I see there are lots of discussions about boundaries and the excellent article below helps to clarify the board's understanding of the term and ethos surrounding it.

https://bpdfamily.com/content/setting-boundaries

But I am still confused and I imagine others are too. One problem is that the term "values" is as vague and muddled as "boundaries" itself. Some people use the term as a synonym for "principles". Some people use the term as meaning "things that have value to me". Most people use it to mean first one thing and then the other, falling into the fallacy of equivocation and thus muddling their thinking further.

Another understanding of "boundaries" is the quite literal one of differentiation between persons - in this sense, a boundary is a line that marks that the separateness of Self and Other, that prevents one person from invading the individuality of another and serves to prevent enmeshment and engulfment.

I think the most useful understanding of "boundaries" is in terms of limits.

Our limits might:

1. Reflect our values-as-principles ("I will not have more than two alcoholic drinks because I believe that drunkenness is morally wrong") OR

2. Reflect our values-as-things-we-value ("I will not have more than two drinks because keeping a clear head is important to me"). OR

3. Represent how much we can withstand ("I will not have more than two drinks because I get sick and clumsy and light-headed when I do"). OR

4. Serve to delineate the individuation of self and other ("It is not my partner's place to tell me how many drinks to have - just because they choose to stick to two drinks doesn't mean I have to").

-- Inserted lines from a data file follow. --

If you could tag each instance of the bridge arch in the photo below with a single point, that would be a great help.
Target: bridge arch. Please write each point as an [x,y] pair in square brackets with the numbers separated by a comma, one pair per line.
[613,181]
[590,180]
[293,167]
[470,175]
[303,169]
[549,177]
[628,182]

All of these things are boundaries and all of them are important, but there doesn't seem to be any one way of capturing them all without mixing them up.

I think a problem is that the term "boundaries" is inherently ambiguous - it is an umbrella term for a number of actually quite different things ("limits" shares that inherent ambiguity).

However, I do fear that the emphasis on "values" risks causing confusion of a different sort - if members take this to mean values-as-principles then they risk blurring boundaries in the line-between-self-and-other sense by thinking that they should require their pwBPD to act in ways that are consisent with their (the member's) principles instead of their (the pwBPD's) own.

I have briefly fallen into all of the above traps myself and I'm a Philosophy grad, so, for people with little experience of deconstructing and disambiguating, it must be even more confusing.

Regardless of the terms used, I think the most important thing is to remember and  emphasise is that our boundaries are about us and not our pwBPD.